Zur Verbesserung des Zugangs und der Kursqualität ist es von entscheidender Bedeutung, die Auswirkungen der Sprachförderung auf die Integration von Migrant*innen zu evaluieren. Da die Länder erheblich in Sprachkurse für erwachsene Migrant*innen investiert haben, sind sie sehr daran interessiert zu wissen, welche Praktiken die besten Ergebnisse erzielen. Sprachkurse werden jedoch nur selten formal evaluiert. Daher schließt dieser Leitfaden mit Empfehlungen für eine gründliche, aufschlussreiche Beurteilung dieser Programme.
Anmerkungen
← 1. Aus einer neueren Studie über die Auswirkungen von Niederländischkursen in den Niederlanden geht hervor, dass Niederländischkenntnisse nach Berücksichtigung endogener Faktoren nicht nur die Beschäftigungswahrscheinlichkeit von Migrant*innen um 30 Prozentpunkte erhöhen, sondern auch ihr Zugehörigkeitsgefühl zur Aufnahmegesellschaft steigern, und zwar noch stärker – um 50 Prozentpunkte (Zorlu und Hartog, 2018).
← 2. Der Begriff „humanitäre Migrant*innen“ bezeichnet normalerweise Personen, deren Schutzbedürftigkeit anerkannt wurde, indem ihrem Asylantrag stattgegeben wurde, oder die außerhalb des Asylverfahrens im Rahmen humanitärer Resettlement-Programme aufgenommen wurden.

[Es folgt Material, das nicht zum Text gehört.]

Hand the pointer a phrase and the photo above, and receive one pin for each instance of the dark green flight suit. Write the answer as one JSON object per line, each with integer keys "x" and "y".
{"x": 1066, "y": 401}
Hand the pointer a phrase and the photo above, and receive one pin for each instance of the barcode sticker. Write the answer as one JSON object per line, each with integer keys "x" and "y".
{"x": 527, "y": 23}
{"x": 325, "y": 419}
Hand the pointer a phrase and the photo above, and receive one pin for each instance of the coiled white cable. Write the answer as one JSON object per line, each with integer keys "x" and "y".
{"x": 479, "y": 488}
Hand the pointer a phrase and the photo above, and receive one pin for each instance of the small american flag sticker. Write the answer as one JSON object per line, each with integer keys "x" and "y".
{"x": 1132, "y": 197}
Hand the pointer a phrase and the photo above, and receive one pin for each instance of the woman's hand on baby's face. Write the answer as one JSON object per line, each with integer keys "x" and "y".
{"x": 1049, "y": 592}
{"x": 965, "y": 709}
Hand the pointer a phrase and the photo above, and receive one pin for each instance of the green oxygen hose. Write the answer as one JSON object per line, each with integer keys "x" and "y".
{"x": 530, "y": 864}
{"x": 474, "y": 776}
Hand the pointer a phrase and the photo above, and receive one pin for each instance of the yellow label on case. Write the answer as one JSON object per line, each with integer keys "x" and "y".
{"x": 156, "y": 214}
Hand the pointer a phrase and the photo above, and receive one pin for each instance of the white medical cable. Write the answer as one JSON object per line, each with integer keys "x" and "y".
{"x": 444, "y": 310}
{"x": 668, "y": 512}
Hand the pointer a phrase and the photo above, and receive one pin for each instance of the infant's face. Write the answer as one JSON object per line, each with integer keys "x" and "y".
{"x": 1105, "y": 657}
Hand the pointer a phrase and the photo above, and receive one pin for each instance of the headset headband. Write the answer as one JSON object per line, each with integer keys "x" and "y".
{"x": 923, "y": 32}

Der Einfachheit halber werden in diesem Leitfaden alle Schutzberechtigten – sei es auf Grund von Flüchtlingsschutz, subsidiärem Schutz oder vorübergehendem Schutz – als humanitäre Migrant*innen betrachtet, da diese Gruppen Anspruch auf ähnliche (oft sogar identische) sprachliche Integrationsmaßnahmen haben.
← 3. Die Länder verfolgen unterschiedliche Strategien auf der Basis verschiedener Integrationsphilosophien (beispielsweise Sprachförderung und Gesellschaftskunde im Gegensatz zu beschäftigungsorientierten Anreizen). Länder wie die Vereinigten Staaten bevorzugen beschäftigungsorientierte Anreize und überlassen die Sprachförderung den Kommunen oder gemeinnützigen Organisationen. Andere Länder wie Frankreich (seit 2007) und Deutschland (seit 2005) bieten Integrationskurse an, die Sprachförderung und Gesellschaftskunde kombinieren. Diese unterschiedlichen Ansätze sind auf kulturelle und wirtschaftliche Unterschiede zurückzuführen. Es gibt keine Einheitslösung, die für alle Länder geeignet ist. Viele OECD-Länder sind jedoch schrittweise zu einem gemischten Ansatz übergegangen, der Sprachförderung mit beschäftigungsorientierter Integration kombiniert (Arendt et al., 2020).